Tibet, Taïwan, Google, les nuages se sont brutalement amoncelés sur une relation sino-américaine dont le président Barack Obama avait annoncé après son arrivée à la Maison-Blanche qu'elle «façonnerait le XXIe siècle».

Et si certains analystes évoquent une «escalade contrôlée», Pékin et Washington n'en traversent pas moins, deux mois et demi après la première visite d'Obama en Chine, la pire zone de turbulences depuis l'installation de l'actuelle administration américaine. Mardi, la Chine, ulcérée par de nouvelles ventes d'armes américaines à Taïwan, a averti les États-Unis qu'ils seraient «entièrement responsables» s'ils perdaient sa coopération sur «les grands dossiers internationaux».

Référence implicite aux programmes nucléaires de l'Iran et la Corée du Nord où l'aide de Pékin est plus que jamais sollicitée.

Le fait que la Chine laisse ses internautes se déchaîner contre l'«Oncle Sam» et ses médias de langue anglaise vitupérer contre «l'arrogance» ou «l'hypocrisie» américaine en dit long sur la dégradation du climat.

«Il est sûr que les événements récents vont avoir un impact négatif sur les relations sino-américaines et les frictions pourront se multiplier», estime Jia Qingguo, professeur en relations internationales à l'Université de Pékin.

Dans un contexte déjà assombri par les querelles sur le niveau du yuan et la saisine de l'OMC pour plusieurs différends commerciaux, les tensions ont réellement surgi il y a trois semaines avec Google.

Touchant à la fois à l'économie et au politique avec la question sensible de la censure, «l'affaire Google» a fini par impliquer les deux gouvernements, Washington sommant la Chine de fournir des explications sur les attaques contre le moteur de recherches californien et Pékin protestant de sa souveraineté.

Ajoutant à la tension, Pékin a averti mardi qu'une rencontre entre Barack Obama et le dalaï lama «minerait sérieusement les fondations politiques des relations sino-américaines».

Le chef spirituel des bouddhistes tibétains est attendu à Washington le 16 février pour une tournée américaine de dix jours.

L'annonce, vendredi dernier, de ventes de missiles antimissiles Patriot, de navires chasseurs de mines sous-marines et d'hélicoptères Black Hawk par les États-Unis à Taïwan avait mis de l'huile sur le feu.

Pour la première fois, la Chine ne s'est pas contentée de protester vivement ni de suspendre ses échanges militaires avec les États-Unis: elle a annoncé des sanctions contre les compagnies américaines impliquées.

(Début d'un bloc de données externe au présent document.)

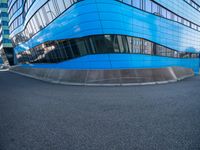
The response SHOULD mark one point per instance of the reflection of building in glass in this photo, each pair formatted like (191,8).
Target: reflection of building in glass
(114,34)
(6,49)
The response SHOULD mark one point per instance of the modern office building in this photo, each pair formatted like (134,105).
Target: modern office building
(6,49)
(105,34)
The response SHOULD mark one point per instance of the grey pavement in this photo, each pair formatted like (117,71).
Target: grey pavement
(36,115)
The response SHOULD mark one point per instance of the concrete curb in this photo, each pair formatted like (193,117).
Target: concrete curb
(100,84)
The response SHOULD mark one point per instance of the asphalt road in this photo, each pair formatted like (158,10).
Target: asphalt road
(36,115)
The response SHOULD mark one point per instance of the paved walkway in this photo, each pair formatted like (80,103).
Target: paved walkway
(36,115)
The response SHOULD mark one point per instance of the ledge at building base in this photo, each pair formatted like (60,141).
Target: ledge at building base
(107,77)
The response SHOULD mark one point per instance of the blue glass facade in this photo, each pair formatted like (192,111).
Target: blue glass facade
(105,34)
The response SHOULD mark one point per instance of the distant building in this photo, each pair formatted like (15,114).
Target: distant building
(6,49)
(106,34)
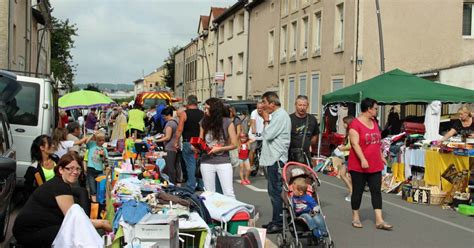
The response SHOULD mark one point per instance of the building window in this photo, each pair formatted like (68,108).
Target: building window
(230,29)
(291,94)
(314,93)
(304,37)
(339,32)
(271,46)
(337,84)
(284,7)
(221,33)
(283,42)
(241,23)
(221,65)
(240,69)
(293,41)
(231,65)
(317,24)
(303,90)
(467,21)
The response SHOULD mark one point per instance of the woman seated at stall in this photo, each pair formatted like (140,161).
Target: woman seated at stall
(42,164)
(464,126)
(40,219)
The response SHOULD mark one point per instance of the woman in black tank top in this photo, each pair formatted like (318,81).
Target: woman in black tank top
(220,136)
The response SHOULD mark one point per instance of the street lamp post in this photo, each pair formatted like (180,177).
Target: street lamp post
(379,20)
(207,64)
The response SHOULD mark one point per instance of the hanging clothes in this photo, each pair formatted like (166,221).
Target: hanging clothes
(432,119)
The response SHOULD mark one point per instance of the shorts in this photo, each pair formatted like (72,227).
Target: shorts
(92,174)
(244,160)
(254,145)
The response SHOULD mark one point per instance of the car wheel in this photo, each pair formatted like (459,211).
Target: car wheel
(4,222)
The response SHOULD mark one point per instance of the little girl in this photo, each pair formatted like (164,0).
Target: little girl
(244,158)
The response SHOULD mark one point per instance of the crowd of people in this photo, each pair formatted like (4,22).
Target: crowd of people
(67,171)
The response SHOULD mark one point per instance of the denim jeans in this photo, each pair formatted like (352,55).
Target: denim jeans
(274,191)
(316,224)
(190,161)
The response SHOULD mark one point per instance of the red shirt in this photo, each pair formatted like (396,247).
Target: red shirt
(369,142)
(244,151)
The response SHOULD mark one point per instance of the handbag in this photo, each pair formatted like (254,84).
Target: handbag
(298,154)
(197,173)
(413,128)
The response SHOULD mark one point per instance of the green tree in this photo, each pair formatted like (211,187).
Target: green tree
(169,65)
(62,65)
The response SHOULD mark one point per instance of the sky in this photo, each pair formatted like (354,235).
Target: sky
(120,40)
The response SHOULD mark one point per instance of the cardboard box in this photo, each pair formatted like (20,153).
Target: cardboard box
(421,195)
(159,229)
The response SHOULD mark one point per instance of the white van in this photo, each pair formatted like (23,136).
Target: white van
(31,113)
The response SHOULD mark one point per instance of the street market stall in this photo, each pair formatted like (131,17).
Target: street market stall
(443,169)
(147,210)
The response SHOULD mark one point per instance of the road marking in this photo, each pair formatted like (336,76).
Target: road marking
(410,210)
(251,187)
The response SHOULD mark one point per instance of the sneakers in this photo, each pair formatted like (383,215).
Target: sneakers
(348,198)
(245,182)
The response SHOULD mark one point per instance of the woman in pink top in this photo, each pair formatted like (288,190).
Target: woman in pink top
(366,162)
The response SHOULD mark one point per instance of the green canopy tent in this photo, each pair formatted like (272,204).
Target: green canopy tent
(84,99)
(397,87)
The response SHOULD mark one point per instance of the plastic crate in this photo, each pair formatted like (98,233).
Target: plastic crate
(465,209)
(239,219)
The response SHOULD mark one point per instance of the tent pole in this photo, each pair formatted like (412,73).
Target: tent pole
(379,22)
(320,136)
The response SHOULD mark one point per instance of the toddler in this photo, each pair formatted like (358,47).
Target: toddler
(307,208)
(244,158)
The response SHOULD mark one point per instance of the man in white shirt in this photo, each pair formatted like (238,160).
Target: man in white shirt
(255,131)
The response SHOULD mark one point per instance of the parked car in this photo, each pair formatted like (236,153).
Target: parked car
(8,88)
(32,111)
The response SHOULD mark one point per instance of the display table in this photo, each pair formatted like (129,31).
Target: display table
(436,163)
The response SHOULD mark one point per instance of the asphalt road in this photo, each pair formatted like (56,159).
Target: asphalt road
(414,225)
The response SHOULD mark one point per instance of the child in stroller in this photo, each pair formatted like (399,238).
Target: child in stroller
(303,217)
(306,208)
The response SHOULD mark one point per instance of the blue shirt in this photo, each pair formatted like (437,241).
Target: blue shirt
(303,204)
(276,139)
(94,157)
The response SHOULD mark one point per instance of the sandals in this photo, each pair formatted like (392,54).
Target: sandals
(357,224)
(384,226)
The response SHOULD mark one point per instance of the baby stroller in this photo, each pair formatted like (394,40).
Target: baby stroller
(296,232)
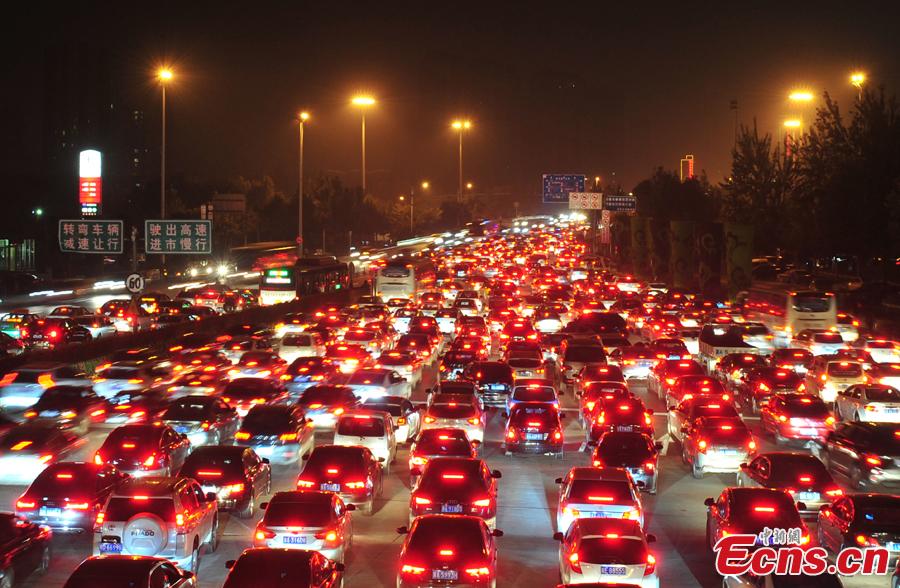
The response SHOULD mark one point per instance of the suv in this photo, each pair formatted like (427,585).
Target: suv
(161,516)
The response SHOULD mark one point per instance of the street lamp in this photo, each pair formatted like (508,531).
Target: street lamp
(461,125)
(362,102)
(302,117)
(164,75)
(857,79)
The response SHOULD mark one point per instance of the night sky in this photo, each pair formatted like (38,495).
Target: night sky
(550,86)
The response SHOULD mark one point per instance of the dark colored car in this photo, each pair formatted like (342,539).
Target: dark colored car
(24,548)
(67,495)
(144,450)
(236,475)
(115,571)
(265,566)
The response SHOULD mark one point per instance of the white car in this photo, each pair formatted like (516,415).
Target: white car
(607,550)
(373,430)
(294,345)
(868,402)
(369,383)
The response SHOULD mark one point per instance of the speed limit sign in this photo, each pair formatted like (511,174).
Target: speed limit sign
(134,283)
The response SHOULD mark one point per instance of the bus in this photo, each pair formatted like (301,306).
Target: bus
(403,278)
(307,276)
(787,312)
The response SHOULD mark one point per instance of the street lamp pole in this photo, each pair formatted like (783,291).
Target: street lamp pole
(302,118)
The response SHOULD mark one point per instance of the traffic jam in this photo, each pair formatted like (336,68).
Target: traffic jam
(496,409)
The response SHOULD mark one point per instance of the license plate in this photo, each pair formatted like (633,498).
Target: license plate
(444,575)
(110,548)
(613,570)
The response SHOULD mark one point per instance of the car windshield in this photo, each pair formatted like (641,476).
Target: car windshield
(361,426)
(312,511)
(585,354)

«Les États-Unis ont semblé un peu abasourdis de la réaction plus forte que prévu de la Chine», notait mardi le quotidien Global Times, alors qu'un responsable militaire américain qualifiait l'attitude de Pékin de «regrettable».

Pour Jean-Pierre Cabestan, de la Hong Kong Baptist University, la Chine «se sent plus forte et sent les États-Unis plus faibles».

Les Chinois «pensent qu'ils peuvent pousser un peu plus loin leur avantage» face à des États-Unis dans une situation économique difficile, plus dépendants de la Chine, endettés auprès de la Chine», dit-il.

Contrairement à ses prédécesseurs, Obama est arrivé au pouvoir en tendant la main à la Chine, attitude conciliante interprétée par Pékin comme un signe de faiblesse, explique Jean-Philippe Béja, chercheur au Centre d'études français sur la Chine contemporaine (CEFC) à Hong Kong.

Pékin en a profité pour «être très dur à Copenhague» aux négociations sur le climat, ou «condamner lourdement (le dissident) Liu Xiaobo» à 11 ans de prison, dit-il.

Maintenant, «les États-Unis essaient de montrer qu'ils sont une superpuissance. Ils tapent sur Taïwan et le Tibet à deux jours d'intervalle. Obama doit montrer que sa position initiale n'était pas une position de faiblesse. On est dans une espèce de poker».

«On va encore avoir des tensions pendant un certain temps», prédit-il.